Un elefante va a la ciudad

< Rosa Goes to the City

En medio de una gran ciudad, había un pequeño zoo en el que vivía un bebé elefante. Se llamaba Rosa. El vigilante del zoo quería mucho a Rosa y cuidaba de ella en todos los aspectos. Muchos visitants venían a ver a Rosa y la observaban fascinados, cuando se comía de golpe ¡una docena de bananas! Rosa estaba muy bien cuidada, pero echaba de menos la compañía de otros elefantes.

Un día, después de dar de comer a Rosa, el vigilante olvidó cerrar la puerta de su jaula. ¡Y Rosa se escapó en seguida! Primero, se encontró con un vendedor de helados que estaba al lado de la carretera. Cuando vio a Rosa echó a correr. La curiosa elefantita hundió su trompa en la caja de helados. Tenía un sabor tan helado, dulce y delicioso, que simplemente se lo tragó todo.

Rosa siguió andando, buscando a alguien con la mirada. Por fin, dentro de una tienda, ¡vió una manada de elefantes en una pantalla de televisión!
“¡Amigos!” pensó y entró en la tienda. Todos los que estaban dentro de la tienda se escaparon corriendo, dejándola sola. Rosa intentó hablar con los elefantes de la televisión pero nadie respondía. Confusa y decepcionada salió de la tienda.

Al regresar a la calle, vio a un vendedor de cocos, vendiendo cocos. “¡Uau! ¡He encontrado una pelota! “¡Es hora de jugar!” gritó dando un puntapié al coco que salió por los aires. Éste voló al otro lado de la calle, y aterrizó justo al lado de un niño que jugaba en el parque. Rosa cruzó corriendo la calle
decidida a recuperar su coco-pelota. Los coches chirriaban, los autobuses tocaban la bocina y los conductores empezaron a gritarse los unos a los otros. ¡Rosa había provocado un atasco! La policía de tráfico acudió para controlar la situación. El zoo fue informado.

Ignorando la conmoción a su alrededor, Rosa simplemente se fue corriendo al parque. Se detuvo frente al niño que le estaba sonriendo. Él bromeando daba palmaditas a la elefantita. Rosa, que respondió trompeteando con alegría a su nuevo amigo. Para entonces, el vigilante del zoo ya había llegado
al parque. Al ver a Rosa en el espacio libre del parque, comprendió que ella nunca sería feliz en una jaula.

El zoo trasladó a Rosa a una selva protegida, lejos de la ciudad, donde muchos otros elefantes vagaban en libertad. Rosa creció muy feliz. Ahora, en vez de observar a Rosa detrás de los barrotes en una estrecha jaula los visitantes podían verla, en medio de los árboles, ¡todavía tragándose docenas de bananas!

UK and US English

In the middle of a big city, there was a small zoo, and inside lived a baby elephant. Her name was Rosa. The zookeeper loved little Rosa very much and cared for her in every possible way.
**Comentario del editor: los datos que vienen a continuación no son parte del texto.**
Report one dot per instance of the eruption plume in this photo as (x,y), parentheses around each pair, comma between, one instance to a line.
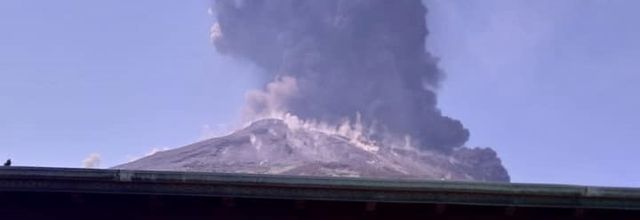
(335,60)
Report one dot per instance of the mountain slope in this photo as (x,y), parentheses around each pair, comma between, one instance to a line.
(270,146)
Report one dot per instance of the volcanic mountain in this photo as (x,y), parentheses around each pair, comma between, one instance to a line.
(272,146)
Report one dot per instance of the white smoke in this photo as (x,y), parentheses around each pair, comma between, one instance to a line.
(92,161)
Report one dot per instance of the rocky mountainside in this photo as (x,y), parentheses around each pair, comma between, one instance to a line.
(270,146)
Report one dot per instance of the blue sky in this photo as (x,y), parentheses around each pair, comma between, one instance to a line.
(550,85)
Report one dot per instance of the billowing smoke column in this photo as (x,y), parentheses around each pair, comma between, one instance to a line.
(332,60)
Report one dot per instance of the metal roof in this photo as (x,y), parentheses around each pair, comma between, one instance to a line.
(110,181)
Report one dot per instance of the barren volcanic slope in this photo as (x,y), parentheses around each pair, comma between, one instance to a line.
(270,146)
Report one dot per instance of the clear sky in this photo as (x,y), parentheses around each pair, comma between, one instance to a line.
(550,85)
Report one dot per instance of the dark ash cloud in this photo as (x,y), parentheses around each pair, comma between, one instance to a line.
(334,59)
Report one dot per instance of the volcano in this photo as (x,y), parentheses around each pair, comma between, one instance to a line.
(271,146)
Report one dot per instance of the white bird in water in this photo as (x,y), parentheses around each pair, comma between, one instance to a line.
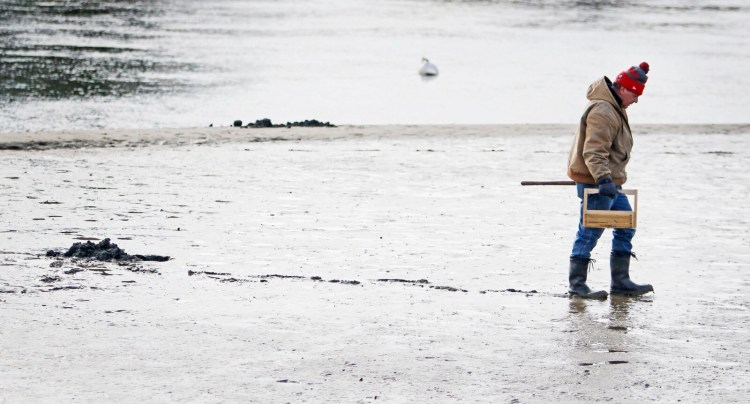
(428,69)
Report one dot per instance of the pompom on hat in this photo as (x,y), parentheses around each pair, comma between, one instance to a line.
(634,79)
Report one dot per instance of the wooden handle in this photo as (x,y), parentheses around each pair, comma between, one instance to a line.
(548,183)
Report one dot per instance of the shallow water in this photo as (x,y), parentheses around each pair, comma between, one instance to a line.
(444,205)
(73,65)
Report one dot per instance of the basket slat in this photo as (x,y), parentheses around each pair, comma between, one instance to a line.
(610,218)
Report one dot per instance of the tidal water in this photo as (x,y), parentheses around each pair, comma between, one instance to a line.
(170,63)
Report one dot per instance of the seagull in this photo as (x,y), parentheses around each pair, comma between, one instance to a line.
(428,69)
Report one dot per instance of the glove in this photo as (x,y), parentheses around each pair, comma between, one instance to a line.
(607,188)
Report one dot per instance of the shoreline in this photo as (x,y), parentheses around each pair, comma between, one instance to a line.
(102,138)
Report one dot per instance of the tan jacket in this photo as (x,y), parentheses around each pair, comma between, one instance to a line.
(603,140)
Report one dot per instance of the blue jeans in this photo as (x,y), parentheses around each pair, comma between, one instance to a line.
(587,237)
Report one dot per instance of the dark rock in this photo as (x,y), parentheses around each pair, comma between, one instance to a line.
(105,250)
(266,123)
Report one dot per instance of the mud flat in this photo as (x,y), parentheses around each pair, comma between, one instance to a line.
(365,264)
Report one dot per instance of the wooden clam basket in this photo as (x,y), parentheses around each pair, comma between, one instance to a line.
(610,218)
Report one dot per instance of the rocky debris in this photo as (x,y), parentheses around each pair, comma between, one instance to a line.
(105,250)
(266,123)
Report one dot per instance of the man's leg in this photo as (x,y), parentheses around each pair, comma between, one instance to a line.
(586,240)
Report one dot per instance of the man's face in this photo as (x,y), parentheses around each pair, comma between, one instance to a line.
(628,98)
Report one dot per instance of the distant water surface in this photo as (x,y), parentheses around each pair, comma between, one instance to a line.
(150,63)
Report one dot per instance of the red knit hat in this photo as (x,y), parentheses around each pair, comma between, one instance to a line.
(634,79)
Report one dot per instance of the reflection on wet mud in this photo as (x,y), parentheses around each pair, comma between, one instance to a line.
(60,50)
(596,339)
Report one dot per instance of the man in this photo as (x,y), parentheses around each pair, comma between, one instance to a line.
(600,152)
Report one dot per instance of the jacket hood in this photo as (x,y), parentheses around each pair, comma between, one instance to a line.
(600,90)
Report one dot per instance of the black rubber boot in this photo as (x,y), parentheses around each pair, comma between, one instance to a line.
(621,285)
(577,278)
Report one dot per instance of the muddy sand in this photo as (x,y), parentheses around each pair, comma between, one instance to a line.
(365,264)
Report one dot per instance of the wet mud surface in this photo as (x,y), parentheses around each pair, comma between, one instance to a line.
(363,270)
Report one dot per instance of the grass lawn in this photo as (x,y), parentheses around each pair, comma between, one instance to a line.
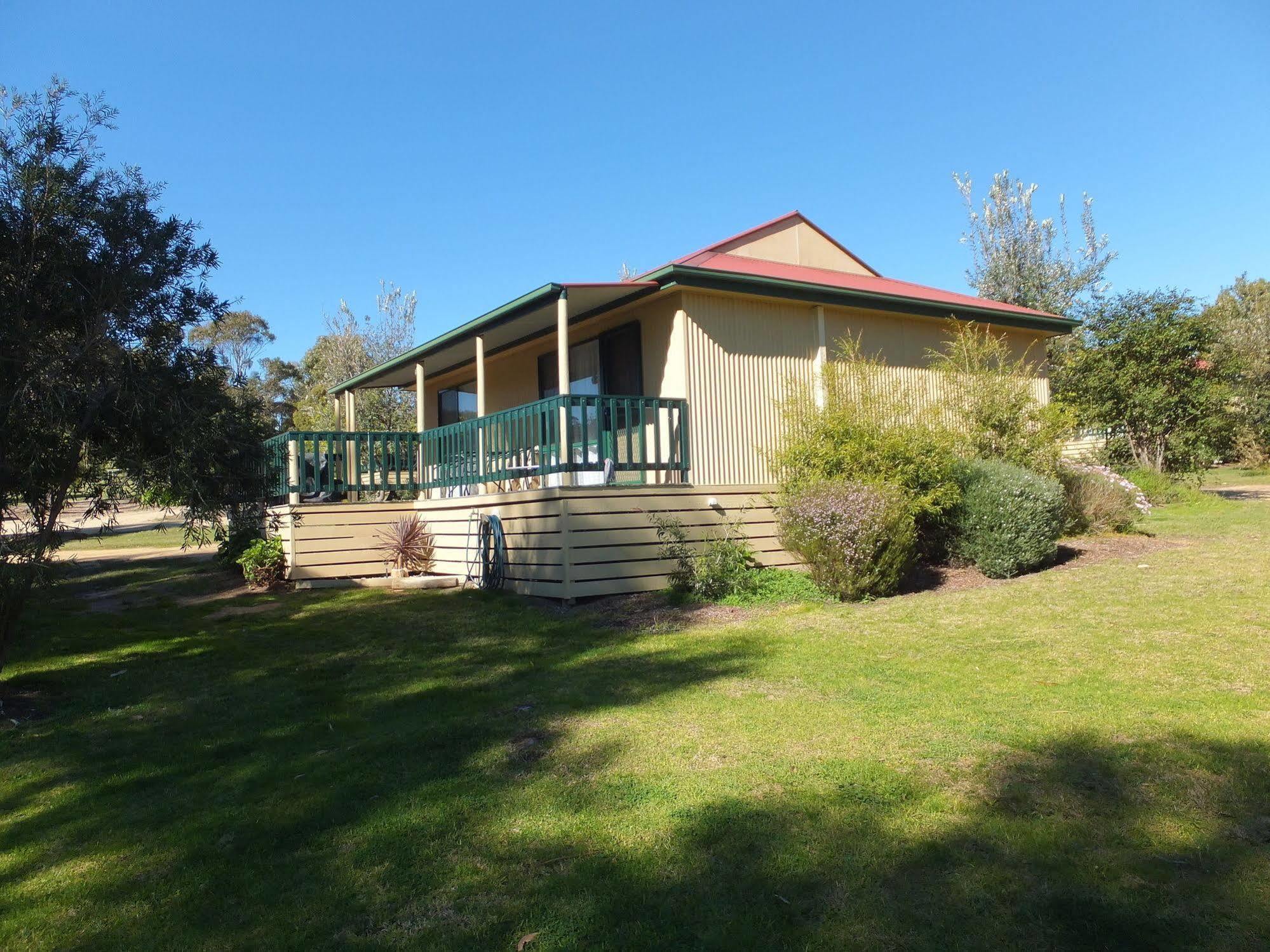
(1075,760)
(145,539)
Many visitors came to see Rosa and watched in fascination as she ate a dozen bananas in one go. Rosa was well looked after, but she missed the company of other elephants.

One day, after feeding Rosa, the keeper forgot to lock the door of her cage. Soon she was out of the zoo! First, she came across an ice cream vendor standing by the roadside. He saw Rosa and ran away. The curious little elephant stuck her trunk into the icebox. Something tasted so cold, sweet and delicious that she simply gulped it all down.

Rosa kept moving about, her eyes searching for someone. Finally, inside a shop, she saw a herd of elephants on a television screen. “Friends!” she thought, and marched into the TV shop. Everybody inside the shop ran out, leaving her alone. Rosa tried talking to the elephants on the TV screen, but they didn’t reply. Confused and disappointed, she walked out.

Back on the street, she saw a coconut-seller, selling coconuts. “Wow, I’ve found a ball! It’s play time now!” she cried and kicked a coconut high into the air. It flew across the road and landed right beside a boy playing in the park. Rosa ran across the road, determined to get her coconut-ball. Cars screeched, buses honked, and drivers began to yell at each other. Rosa had created a traffic jam! The traffic police moved in to take control. The zoo was informed.
Ignoring the commotion around her, Rosa simply ran into the park. She stopped in front of the little boy, who was smiling at her. He giggled and patted the elephant. Rosa trumpeted back with excitement at her newfound friend. By now, the zookeeper had reached the park. Seeing Rosa in the open space of the park, he understood that she would never be happy in a cage.

The zoo transferred Rosa to a protected forest, away from the city, where many other elephants roamed freely. Rosa grew up very happily. Now, instead of watching Rosa behind bars in a cramped cage, visitors could see her among lots of trees, still gulping down dozens of bananas!